It’s a good day for the unborn in Texas, as the state’s heartbeat abortion law passed in May goes into effect. The measure makes it illegal for doctors to abort a child for whom a heartbeat can detected—generally, after the sixth week of pregnancy.
Currently, the Supreme Court’s precedent allows doctors to abort unborn children up until they are viable outside the mother’s womb, when the child is already significantly more developed than at six weeks. Now, Texas joins Ohio, Georgia, Louisiana, Missouri, Alabama, Kentucky, and South Carolina in putting such a law on the books, its second attempt since a similar 2016 law was overturned by the Supreme Court.
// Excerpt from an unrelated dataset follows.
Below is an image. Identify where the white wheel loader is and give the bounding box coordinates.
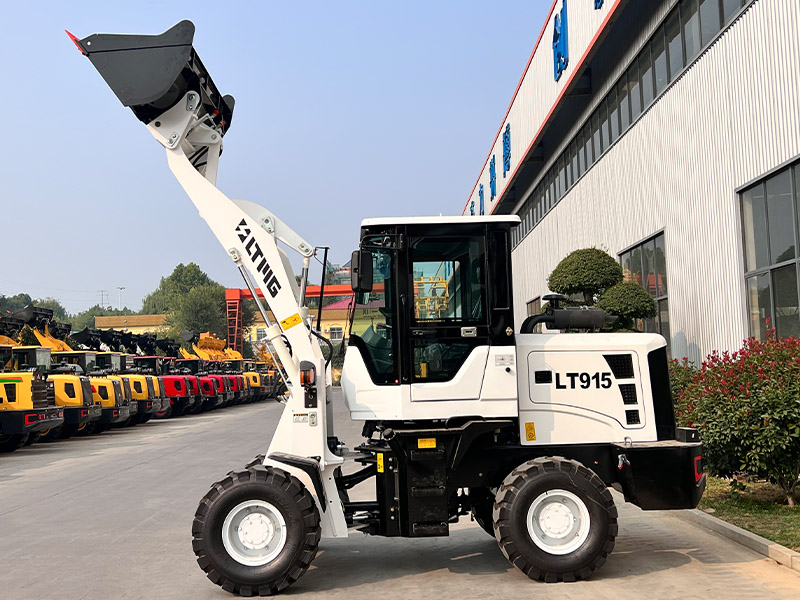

The Wall Street Journal reports that “the matter only arrived at the Supreme Court on Monday, centered on the preliminary question of what rules should apply in Texas while abortion providers continue to challenge the ban in lower courts.” The Journal notes a federal appeals court halted trial court proceedings in the case for now, and declined to block the ban from taking effect.
Significantly, however, the structure of Texas’s ban prevents the usual harangue of activists from suing government officials who would be responsible for enforcing such a decision, as they have done in every state that has passed such a bill.
The Journal explains:
Abortion-rights advocates typically challenge new restrictions before they go into effect by suing the government officials who would be in charge of enforcing the law. But Texas lawmakers devised a measure that shifts enforcement from the state to private parties. Under the terms of the six-week ban, private parties can file civil lawsuits against any person who allegedly performs or aids a banned abortion, or who intends to do so. Under the law, a successful suit entitles the plaintiff to collect at least $10,000 in damages per abortion challenged.
State officials emphasized this feature of the law in papers filed Tuesday afternoon with the Supreme Court, arguing it was among many reasons abortion providers weren’t entitled to an emergency order blocking the law.
“This court cannot expunge the law itself. Rather, it can enjoin only enforcement of the law. But the governmental defendants explicitly don’t enforce the law,” Texas Republican Attorney General Ken Paxton and other state officials told the high court.
As The American Conservative senior editor Rod Dreher wrote last June, after the Supreme Court struck down Louisiana’s heartbeat law, the SCOTUS jurisprudence on abortion is mangled at best.
“Can anyone understand SCOTUS abortion jurisprudence? Can it ever be applied logically? I think it can, if you understand this principle: Pro-lifers must lose,” Dreher wrote.
Yet the Texas legislature, at least for now, has found a way to wrest a meaningful victory from the judicial mire—and power back from a legislating judiciary. It’s more than a victory for life; it’s a model for conservatives in state legislatures to follow, who have any real desire to protect the American way of life beyond what they can post on their campaign websites. If the Texas law succeeds in stymying abortion activists, it shows that conservatives actually can win battles, and when we aren’t winning, maybe it is due to a lack of cunning, not just a system rigged against defenders of innocent life at every turn.
The Gospel of Matthew has words to the wise, as true in politics as in any other aspect of life in exile: “Behold, I am sending you out as sheep in the midst of wolves, so be wise as serpents and innocent as doves.” We can continue using the same timid approaches, and hope against hope we aren’t devoured, or we can learn to outsmart the wolves. Texas did just that.